[Tagging] Coastline for rivers, estuaries and mangroves?

Joseph Eisenberg joseph.eisenberg at gmail.com
Thu Sep 13 07:40:17 UTC 2018

Re: "Data consumers have a right to being able to interpret the data as the
mapper intended"

For data users, it would be most useful if the coastline is in a consistent
position in relation to the sea and land, clearly.

In the past, it was decided that the coastline would represent the high
tide line, and the first OSM mappers generally put the coastline up at the
tidal limit of rivers (which were easy to verify for them, because there is
usually a dam or weir at that location in England).

But perhaps we need to start adding second line to represent the average
low tide, to define the intertidal zone. Right now the only way to see if
an area is in the intertidal zone is if a natural area has been tagged
outside of the coastline. This works for shoals, beaches and wetlands, but
it's a little ambiguous. If we start mapping the low tide line, this will
clearly show the interidal zone. This outer line could also be defined to
cut across rivers and estuaries at the mouth, similar to how political
baselines are defined (however, it would not be arbitarily defined like the
baseline). The part of the river between the OSM coastline and the "low
tide line" would represent an estuary.

Thinking about the limits of the intertidal zone would make it clear that
the high tide line (=coastline in OSM) should not be a tangent across the
mouth of an estuary. A brackish estuary is a boundary environment between
marine and fresh water, just like the intertidal zone is transitional
between land and sea.

The high tide line or coastline then would define the largest extent of the
marine environment and the minimum extent of land plus inland waters. The
low tide line could, in contrast, show the smallest extent of the marine
environment and the largest possible definition of inland waters.

In this case, I would think it would make sense to start mapping water
areas for estuaries. Even though the water would be outside the coastline
(and therefore already could be rendered with no problems), mapping the
area of estuaries and intertidal waters would clearly define the size of
estuaries and the extent of this zone.

I know that in the past, others have said that defining estuaries would
just create 2 limit problems: you would have to decide where the estuary
turns into river and where it turns into sea, while setting the coastline
is just one decision. But this would be a compromise that lets everyone get
their preferred data, and allows 3 color of lakes / rivers / sea. In fact,
a renderer could choose to render estuaries the same as river, or the same
as sea, or even as a gradient between the two, because they would be
defined. Right now, with varying locations of the coast it's not feasible
to render rivers and sea differently with OSM data, and it's not possible
to measure the size of estuaries directly.
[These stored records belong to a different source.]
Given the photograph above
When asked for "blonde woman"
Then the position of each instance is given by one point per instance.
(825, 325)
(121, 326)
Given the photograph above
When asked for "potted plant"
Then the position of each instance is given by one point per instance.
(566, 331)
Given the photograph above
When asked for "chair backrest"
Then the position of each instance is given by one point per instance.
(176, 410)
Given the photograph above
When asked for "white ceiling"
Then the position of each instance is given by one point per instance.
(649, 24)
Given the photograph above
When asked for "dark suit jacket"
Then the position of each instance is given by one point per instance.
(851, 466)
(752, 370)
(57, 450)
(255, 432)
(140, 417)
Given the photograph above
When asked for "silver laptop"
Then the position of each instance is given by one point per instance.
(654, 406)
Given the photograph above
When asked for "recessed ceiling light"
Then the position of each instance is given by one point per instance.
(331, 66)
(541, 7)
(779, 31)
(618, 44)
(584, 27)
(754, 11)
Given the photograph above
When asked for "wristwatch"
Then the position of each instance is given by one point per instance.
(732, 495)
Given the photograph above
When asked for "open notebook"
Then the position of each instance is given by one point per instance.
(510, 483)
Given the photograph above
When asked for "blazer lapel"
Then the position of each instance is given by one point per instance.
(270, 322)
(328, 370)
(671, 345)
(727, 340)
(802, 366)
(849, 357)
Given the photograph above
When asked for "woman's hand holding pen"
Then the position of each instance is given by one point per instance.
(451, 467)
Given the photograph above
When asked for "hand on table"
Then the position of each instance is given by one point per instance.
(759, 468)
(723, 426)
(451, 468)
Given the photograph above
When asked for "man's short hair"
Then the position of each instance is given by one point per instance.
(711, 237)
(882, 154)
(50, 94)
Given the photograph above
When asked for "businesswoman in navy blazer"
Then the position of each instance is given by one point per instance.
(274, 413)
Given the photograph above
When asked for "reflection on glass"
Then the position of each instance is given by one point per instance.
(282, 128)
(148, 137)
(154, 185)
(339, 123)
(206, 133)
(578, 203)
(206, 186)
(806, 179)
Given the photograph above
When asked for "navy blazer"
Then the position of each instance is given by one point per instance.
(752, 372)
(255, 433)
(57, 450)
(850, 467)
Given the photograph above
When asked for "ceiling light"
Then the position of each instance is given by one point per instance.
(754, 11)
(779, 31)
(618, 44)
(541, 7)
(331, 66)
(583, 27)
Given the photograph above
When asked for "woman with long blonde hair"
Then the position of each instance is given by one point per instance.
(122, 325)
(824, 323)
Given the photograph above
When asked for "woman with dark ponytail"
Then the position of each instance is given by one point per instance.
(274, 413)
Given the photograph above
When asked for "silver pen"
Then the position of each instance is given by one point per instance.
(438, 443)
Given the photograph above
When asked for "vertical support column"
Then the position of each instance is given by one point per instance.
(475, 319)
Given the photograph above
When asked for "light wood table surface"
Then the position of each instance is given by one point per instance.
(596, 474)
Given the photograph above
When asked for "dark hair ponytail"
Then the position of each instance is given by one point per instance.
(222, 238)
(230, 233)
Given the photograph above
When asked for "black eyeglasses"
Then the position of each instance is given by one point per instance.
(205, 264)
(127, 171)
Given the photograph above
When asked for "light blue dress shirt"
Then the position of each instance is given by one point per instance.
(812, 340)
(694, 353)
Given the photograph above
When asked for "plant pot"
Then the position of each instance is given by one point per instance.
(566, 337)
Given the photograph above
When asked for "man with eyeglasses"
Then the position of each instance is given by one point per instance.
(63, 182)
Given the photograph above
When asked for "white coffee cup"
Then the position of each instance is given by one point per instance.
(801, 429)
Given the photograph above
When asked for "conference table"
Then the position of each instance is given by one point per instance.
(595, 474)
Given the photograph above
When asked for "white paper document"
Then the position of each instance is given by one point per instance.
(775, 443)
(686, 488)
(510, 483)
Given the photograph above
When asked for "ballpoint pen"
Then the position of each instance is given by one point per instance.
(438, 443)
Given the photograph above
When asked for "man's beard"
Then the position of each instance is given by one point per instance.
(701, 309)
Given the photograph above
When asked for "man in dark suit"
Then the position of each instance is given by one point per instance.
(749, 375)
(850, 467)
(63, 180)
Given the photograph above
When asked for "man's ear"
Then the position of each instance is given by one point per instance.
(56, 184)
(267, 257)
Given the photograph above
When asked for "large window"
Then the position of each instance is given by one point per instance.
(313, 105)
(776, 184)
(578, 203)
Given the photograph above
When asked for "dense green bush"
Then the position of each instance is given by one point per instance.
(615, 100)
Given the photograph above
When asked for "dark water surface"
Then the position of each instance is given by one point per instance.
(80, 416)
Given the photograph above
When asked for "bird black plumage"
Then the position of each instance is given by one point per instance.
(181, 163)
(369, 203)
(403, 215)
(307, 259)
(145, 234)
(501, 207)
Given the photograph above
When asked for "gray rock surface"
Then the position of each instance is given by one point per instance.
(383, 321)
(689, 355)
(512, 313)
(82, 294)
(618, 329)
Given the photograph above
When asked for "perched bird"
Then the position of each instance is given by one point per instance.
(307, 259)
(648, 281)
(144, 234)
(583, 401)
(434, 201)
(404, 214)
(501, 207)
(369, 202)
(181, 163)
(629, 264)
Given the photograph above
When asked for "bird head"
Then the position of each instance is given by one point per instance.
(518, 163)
Would these advantages be worth the extra work of tracing a second line
along the coast?

Joseph Eisenberg

On Tue, Sep 11, 2018 at 4:34 PM Colin Smale <colin.smale at xs4all.nl> wrote:

> On 2018-09-11 08:27, Graeme Fitzpatrick wrote:
> We will need to be a little pragmatic, because OSM mappers are never going
> to be able to do a proper survey of the coastline
> I agree, but we also can't easily say where the tidal limit reaches?
> In most cases the state mapping or hydrography agency will know. They have
> the gear, the knowledge and the mandate to make that determination.
> but that is a separate issue to the COASTLINE discussion.
> Maybe, but personally, I still think that the river banks shouldn't be
> marked as coastline, & that the coastline should cut across the river at
> the coast, so I guess we may agree to continue disagreeing :-)
> I guess so, but what is at stake here is not getting you or me to change
> our minds, but to define what the word means in an OSM context. Mappers may
> also disagree about the definition of "highway" (including or excluding the
> grassy bits?) but IMHO data consumers have a right to being able to
> interpret the data as the mapper intended. If different mappers use a tag
> in differing ways, how is the consumer to know the intention? Having
> differing conventions for each country is just about doable, but if
> individual mappers all have their own definitions, the data becomes less
> valuable. There is much discussion and debate about selected tagging
> topics, but the only thing that really counts is the result, conclusion,
> consensus etc that should come out of it. Unfortunately it rarely does, and
> that saddens me.  OSM is broadening its reach to more and more parts of the
> world, and that is good, but there needs to be equal effort put in to the
> depth of data and the quality (consistency) of the data.